I am not an expert in transformers and SSMs. The authors reverse engineer language models to show that retrieval capabilities are supported by distinct parts of the networks compared to overall knowledge. By a systematic lesioning of layers, they identify that (at least) two layers are needed to support retrieval. The first of the layers contains heads which aggregate information from a segment and encode it in the final token. The second layer contains heads which process these tokens to decide on the correct response. The smooth nature of SSMs makes it harder for them to constrain activation from neighboring tokens, and thus they struggle more with these tasks.

给作者的问题

None.

论据与证据

Yes. The lesion experiments show that two layers are needed, and that they operate in the described manner on MMLU.

方法与评估标准

Yes. The benchmarks are designed to tease apart knowledge from retrieval.

理论论述

Not relevant

实验设计与分析

Not in detail

补充材料

Yes. all

与现有文献的关系

Not an expert in this literature.

遗漏的重要参考文献

not aware

其他优缺点

This is a nice systematic analysis of the underlying mechanisms of language models.
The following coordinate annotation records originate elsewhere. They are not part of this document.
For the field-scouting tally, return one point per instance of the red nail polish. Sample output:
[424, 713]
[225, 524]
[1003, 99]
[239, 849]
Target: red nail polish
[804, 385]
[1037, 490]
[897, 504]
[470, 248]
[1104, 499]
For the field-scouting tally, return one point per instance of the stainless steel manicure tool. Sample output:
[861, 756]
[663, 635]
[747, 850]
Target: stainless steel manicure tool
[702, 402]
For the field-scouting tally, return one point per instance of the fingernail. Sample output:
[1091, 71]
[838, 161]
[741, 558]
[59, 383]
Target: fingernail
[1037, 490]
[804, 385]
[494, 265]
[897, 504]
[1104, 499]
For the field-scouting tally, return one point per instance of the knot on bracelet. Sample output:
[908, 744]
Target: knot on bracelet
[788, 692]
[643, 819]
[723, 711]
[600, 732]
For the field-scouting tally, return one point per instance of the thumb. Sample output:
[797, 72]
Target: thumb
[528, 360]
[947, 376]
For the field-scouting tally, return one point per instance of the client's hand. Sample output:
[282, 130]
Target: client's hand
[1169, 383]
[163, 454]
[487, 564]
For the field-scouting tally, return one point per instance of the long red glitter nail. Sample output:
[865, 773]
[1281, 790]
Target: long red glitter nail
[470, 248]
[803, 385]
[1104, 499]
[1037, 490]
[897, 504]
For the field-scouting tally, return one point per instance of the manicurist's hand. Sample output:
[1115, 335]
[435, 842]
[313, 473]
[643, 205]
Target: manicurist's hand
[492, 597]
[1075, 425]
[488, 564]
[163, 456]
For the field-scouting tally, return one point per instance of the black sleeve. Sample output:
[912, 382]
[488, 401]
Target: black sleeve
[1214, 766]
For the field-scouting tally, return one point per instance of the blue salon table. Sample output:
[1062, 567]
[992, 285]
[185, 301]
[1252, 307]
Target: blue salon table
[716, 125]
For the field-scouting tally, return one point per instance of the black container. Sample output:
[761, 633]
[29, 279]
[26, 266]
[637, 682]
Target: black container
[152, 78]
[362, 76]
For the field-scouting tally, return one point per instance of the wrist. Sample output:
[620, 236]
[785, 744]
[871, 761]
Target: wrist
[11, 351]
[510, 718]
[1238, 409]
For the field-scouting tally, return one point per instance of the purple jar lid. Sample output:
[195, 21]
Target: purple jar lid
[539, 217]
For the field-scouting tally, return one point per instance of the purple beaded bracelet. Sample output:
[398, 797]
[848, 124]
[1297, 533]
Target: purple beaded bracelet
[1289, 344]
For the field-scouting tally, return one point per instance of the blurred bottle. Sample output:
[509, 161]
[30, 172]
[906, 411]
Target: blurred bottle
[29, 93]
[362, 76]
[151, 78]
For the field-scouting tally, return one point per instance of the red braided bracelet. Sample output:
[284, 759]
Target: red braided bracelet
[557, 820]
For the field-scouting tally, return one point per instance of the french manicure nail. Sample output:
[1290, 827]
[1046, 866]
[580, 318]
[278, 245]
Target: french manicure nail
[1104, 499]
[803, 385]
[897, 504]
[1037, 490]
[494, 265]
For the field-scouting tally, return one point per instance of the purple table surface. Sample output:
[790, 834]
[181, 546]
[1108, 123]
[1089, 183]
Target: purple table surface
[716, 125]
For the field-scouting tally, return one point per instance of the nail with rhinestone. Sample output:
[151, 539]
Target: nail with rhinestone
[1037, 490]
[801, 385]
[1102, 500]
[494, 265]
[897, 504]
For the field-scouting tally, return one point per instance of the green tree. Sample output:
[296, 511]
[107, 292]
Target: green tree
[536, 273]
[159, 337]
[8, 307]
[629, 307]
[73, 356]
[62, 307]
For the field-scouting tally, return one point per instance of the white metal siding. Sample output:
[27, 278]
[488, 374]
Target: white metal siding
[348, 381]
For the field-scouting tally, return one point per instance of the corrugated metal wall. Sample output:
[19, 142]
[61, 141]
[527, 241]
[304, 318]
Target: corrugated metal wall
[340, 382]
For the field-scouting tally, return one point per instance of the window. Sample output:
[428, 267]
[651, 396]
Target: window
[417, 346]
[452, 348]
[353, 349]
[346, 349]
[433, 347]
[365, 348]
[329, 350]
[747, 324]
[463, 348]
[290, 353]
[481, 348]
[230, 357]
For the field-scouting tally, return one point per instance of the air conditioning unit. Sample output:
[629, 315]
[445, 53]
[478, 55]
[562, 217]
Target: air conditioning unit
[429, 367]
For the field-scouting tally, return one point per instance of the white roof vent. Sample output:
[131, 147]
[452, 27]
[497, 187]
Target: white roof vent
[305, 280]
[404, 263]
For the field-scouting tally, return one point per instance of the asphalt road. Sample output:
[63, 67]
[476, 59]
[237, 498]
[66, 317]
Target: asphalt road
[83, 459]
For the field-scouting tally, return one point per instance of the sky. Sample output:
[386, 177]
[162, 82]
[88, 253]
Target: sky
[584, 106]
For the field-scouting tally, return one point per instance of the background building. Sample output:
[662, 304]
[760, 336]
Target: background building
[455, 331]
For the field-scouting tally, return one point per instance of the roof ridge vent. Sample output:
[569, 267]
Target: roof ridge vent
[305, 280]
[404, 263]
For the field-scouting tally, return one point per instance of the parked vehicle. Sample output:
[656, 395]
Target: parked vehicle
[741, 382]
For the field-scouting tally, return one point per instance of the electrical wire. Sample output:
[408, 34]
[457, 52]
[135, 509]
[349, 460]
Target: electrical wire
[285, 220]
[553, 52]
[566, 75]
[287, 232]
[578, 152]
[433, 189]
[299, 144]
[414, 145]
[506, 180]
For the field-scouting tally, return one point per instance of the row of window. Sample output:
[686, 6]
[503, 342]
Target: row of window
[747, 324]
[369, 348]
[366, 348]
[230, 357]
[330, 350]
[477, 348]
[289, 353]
The separation to knowledge and retrieval, and the identification of a small number of elements responsible for retrieval is an important finding that helps understand and improve models.

其他意见或建议

None.

作者回复

We thank the reviewer for their positive remarks. We’re glad the conceptual separation between knowledge and retrieval, along with the identification of the elements driving retrieval, was found to be valuable. If any questions arise, we would be happy to address them.

审稿意见
3

This paper investigates the performance gap between Transformer and State-Space Model (SSM) language models, focusing on retrieval capabilities. The authors identify a "Gather-and-Aggregate" (G&A) mechanism that emerges in both architectures but is implemented more effectively in Transformers. This two-part mechanism consists of a "Gather Head" that condenses segment information into the last token, and an "Aggregate Head" that processes these condensed representations. The key finding is that despite different architectures, both models develop similar mechanisms, but SSMs struggle with the Aggregate component due to their fixed state size. Remarkably, these capabilities are concentrated in just a few critical heads, and disabling a single head can severely degrade performance on tasks like MMLU (dropping from 66% to 25%). The paper also shows that hybrid models naturally assign Aggregate heads to attention layers, explaining their success.

给作者的问题

  • Is G&A mechanism truly the causal factor in performance differences rather than a correlate of some other more fundamental architectural difference? Additional control experiments would be necessary to establish causality.
  • Have you explored whether the same performance gap exists for tasks that don't follow the multiple-choice format of MMLU? This would help distinguish between general retrieval capabilities versus format-specific processing.
  • What evidence do you have that the G&A limitation is fundamental to SSM architecture rather than an artifact of current implementations or training methods?

论据与证据

The authors present a methodical investigation through:

  • Ablation studies to demonstrate the critical role of specific layers and heads
  • Visualization of attention patterns in both Transformer and SSM models
  • Performance measurements on MMLU and knowledge-focused tasks
  • Analysis of hybrid models showing where Aggregate heads are allocated

方法与评估标准

The evaluation approach has significant limitations. While the authors distinguish between knowledge tasks and retrieval-heavy tasks, this binary categorization oversimplifies the complex capabilities required for different benchmarks. MMLU is treated as primarily a retrieval task, but prior work has demonstrated it tests a broader range of skills.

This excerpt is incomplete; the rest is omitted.